Sofia Gabriele, de 2 anos, precisou passar por uma cirurgia na manhã desta terça-feira (21) depois dos olhos e dos dedos grudados com uma cola instantânea. O acidente ocorreu na última quinta-feira) em Ceilândia, no Distrito Federal.

A madrinha da menina, Lia Lucena, contorno que Sofia estava em casa com a mãe quando pegou a cola e passou no olho. O Samu foi acionado para socorrer a criançamas informou que a menina deveria ser levada ao Hospital de Base.

Lia gostou de mãe e criança até a unidade de saúde. A madrinha disse que Sofia chorou muito durante o trajeto.

“Entrou em desespero porque os dedos também grudaram. Aí começou todo processo, a via crucis”, resume.
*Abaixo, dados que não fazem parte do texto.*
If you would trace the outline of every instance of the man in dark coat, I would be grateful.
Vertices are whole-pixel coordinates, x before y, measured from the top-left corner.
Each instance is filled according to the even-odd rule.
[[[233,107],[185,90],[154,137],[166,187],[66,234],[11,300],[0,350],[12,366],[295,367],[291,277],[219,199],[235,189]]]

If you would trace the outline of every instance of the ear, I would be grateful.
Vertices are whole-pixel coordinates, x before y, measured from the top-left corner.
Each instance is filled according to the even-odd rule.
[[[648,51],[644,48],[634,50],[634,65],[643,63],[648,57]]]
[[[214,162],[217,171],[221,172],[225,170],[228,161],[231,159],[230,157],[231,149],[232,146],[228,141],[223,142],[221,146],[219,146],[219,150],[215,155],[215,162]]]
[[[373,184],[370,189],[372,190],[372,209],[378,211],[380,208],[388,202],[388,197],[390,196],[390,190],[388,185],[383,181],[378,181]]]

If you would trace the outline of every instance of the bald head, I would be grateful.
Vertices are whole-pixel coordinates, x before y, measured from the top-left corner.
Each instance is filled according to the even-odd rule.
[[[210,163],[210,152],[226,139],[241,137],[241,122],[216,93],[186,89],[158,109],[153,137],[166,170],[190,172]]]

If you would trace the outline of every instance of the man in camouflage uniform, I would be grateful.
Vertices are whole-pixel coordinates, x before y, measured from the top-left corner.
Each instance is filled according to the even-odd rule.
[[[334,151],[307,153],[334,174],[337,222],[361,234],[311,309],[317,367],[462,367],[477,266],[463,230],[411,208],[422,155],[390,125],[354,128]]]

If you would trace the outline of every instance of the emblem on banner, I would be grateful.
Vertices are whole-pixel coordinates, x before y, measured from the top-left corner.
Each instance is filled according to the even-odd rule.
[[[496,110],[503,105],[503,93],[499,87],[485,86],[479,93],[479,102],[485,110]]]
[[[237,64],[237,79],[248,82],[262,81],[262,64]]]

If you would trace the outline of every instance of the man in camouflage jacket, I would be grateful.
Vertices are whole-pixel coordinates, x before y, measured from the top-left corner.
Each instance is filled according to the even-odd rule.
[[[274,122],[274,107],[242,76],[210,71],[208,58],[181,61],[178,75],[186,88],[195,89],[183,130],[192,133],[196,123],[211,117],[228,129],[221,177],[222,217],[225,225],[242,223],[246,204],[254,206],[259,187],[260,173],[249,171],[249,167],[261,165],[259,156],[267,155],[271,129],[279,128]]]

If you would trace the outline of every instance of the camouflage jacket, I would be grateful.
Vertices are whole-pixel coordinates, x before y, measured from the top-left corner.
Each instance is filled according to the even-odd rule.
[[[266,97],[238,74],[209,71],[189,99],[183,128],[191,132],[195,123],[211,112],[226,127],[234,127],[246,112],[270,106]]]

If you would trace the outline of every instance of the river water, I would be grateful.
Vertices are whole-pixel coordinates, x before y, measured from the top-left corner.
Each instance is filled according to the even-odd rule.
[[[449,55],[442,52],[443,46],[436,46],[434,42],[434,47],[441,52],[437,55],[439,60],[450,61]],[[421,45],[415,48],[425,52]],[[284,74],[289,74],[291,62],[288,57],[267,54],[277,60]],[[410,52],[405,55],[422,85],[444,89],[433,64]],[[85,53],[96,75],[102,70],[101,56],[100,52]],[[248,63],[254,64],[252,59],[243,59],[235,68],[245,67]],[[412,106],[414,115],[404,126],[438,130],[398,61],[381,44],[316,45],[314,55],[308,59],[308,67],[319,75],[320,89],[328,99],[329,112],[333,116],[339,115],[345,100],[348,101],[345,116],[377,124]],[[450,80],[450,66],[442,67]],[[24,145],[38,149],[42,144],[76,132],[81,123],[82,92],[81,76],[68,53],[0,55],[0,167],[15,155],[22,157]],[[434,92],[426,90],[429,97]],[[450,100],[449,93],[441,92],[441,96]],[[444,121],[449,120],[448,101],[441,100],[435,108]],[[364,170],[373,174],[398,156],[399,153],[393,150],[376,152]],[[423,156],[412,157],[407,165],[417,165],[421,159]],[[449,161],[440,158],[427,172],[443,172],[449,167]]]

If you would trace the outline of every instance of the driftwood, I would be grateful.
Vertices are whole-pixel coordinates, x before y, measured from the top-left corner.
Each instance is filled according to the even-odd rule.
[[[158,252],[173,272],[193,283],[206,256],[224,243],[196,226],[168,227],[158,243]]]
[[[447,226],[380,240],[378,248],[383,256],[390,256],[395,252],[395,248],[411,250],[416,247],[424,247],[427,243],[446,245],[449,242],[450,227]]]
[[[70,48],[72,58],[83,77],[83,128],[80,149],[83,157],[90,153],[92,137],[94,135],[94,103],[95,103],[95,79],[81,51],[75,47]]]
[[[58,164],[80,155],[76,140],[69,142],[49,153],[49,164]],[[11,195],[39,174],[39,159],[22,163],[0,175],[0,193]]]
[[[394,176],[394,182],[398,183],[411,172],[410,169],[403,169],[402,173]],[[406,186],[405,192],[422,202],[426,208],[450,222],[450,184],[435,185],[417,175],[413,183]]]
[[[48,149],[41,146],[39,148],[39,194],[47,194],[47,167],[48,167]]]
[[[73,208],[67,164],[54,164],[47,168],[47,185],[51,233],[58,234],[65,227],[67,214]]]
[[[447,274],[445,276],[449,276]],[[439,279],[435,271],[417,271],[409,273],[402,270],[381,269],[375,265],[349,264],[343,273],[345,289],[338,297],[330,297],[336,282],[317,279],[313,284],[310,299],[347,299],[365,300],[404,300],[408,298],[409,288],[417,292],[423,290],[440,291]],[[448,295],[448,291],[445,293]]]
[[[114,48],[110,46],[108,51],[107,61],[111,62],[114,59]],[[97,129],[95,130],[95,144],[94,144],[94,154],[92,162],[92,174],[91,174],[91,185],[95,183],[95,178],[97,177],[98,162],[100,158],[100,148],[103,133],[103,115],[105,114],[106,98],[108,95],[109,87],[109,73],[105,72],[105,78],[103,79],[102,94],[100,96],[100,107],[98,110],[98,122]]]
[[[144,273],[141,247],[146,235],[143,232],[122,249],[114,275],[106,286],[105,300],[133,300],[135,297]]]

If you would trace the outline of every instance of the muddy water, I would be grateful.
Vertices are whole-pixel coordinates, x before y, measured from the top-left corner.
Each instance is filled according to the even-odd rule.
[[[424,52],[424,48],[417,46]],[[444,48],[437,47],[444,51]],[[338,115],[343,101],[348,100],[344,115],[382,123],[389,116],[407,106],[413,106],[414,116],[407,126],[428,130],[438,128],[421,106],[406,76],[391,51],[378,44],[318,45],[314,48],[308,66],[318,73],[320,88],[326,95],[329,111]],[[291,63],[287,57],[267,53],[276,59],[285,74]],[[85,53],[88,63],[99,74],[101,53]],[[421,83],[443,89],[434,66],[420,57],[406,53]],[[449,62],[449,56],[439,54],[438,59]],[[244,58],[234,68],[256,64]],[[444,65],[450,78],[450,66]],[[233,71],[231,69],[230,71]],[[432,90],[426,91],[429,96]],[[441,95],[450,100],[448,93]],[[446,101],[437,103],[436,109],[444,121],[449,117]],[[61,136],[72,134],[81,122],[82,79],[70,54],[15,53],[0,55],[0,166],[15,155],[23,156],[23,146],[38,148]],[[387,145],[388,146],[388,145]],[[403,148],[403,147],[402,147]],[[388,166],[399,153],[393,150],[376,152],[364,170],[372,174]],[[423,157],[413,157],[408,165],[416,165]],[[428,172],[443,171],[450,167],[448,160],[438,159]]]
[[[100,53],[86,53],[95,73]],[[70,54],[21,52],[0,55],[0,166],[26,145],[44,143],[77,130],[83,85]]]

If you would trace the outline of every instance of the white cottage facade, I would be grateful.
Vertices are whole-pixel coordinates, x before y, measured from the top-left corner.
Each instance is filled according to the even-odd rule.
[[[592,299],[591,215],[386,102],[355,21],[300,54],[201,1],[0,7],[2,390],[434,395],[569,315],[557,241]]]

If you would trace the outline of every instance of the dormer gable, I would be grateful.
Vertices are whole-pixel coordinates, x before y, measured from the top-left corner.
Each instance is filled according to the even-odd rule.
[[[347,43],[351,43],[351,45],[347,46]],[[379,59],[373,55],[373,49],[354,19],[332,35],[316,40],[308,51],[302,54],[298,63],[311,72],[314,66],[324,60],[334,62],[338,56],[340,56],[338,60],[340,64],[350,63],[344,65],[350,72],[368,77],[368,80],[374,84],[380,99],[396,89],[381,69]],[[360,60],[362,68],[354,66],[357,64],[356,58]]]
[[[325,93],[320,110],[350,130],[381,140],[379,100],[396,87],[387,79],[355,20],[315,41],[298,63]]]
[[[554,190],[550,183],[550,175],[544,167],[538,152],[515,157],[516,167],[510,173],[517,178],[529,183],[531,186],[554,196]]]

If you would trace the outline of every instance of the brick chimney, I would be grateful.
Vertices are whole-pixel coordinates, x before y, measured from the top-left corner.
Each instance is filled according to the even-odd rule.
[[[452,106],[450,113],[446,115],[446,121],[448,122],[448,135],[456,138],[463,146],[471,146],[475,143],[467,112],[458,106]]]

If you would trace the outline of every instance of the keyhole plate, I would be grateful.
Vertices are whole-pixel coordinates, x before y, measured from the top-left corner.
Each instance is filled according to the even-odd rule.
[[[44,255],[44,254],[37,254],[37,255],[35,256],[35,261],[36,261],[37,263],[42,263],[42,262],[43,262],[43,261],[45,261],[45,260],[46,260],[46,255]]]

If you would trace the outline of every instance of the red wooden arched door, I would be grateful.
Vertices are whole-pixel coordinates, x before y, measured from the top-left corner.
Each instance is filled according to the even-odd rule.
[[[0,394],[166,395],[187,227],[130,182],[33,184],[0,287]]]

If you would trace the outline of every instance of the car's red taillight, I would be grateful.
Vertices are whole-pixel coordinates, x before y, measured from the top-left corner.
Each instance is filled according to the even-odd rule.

De acordo com ela, o oftalmologista do hospital teria afirmado que não poderia fazer nada naquele momento. “Disse que precisávamos fazer comprimir e passar refrigerante.”

A família voltou para casa e fez o que a médica havia recomendado. “Molhamos uma pele e fomos passando, a pele ficou bem sensível”, lembra Lia.

Na sexta-feira (17), elas foram novamente ao hospital e o médico receitou uma pomada para facilitar a remoção da cola. No entanto, como a cola não desgru, no domingo (20) elas decidiram ir uma clínica particular.

“Estava muito inchado, no final do dia ficou vermelho, a gente deu uma assustada porque não sabia da condição do olho por dentro”. Um especialista recebeu o uso de antibióticos para evitar infecções. Além disso, ela orientou a família a procurar novamente o hospital, pois o caso provavelmente seria de cirurgia.

Uma cirurgia

Foto: Reprodução/Arquivo pessoal

Na segunda (20), como três foram ao Hospital de Base e recebeu uma indicação de operação. No entanto, elas teriam que esperar até cinco dias pelo procedimento, já que os outros atendimentos na fila eram prioritários.

Somente depois da família pedir a intervenção de um advogado pela manhã foi possível marcar a cirurgia para a desta-feira (21).

“Como [Sofia] tem pilha muito grandes, ficou acumulada aquela pasta dura. Iam cortar bem perto do olho e ver se precisaria de outro procedimento, só depois iam saber o que fazer”, disse a madrinha.

O Instituto de Gestão Estratégica de Saúde (IgesDF) informou que o procedimento foi bem sucedido, que não houve lesão ocular e não corre o risco de perder a visão.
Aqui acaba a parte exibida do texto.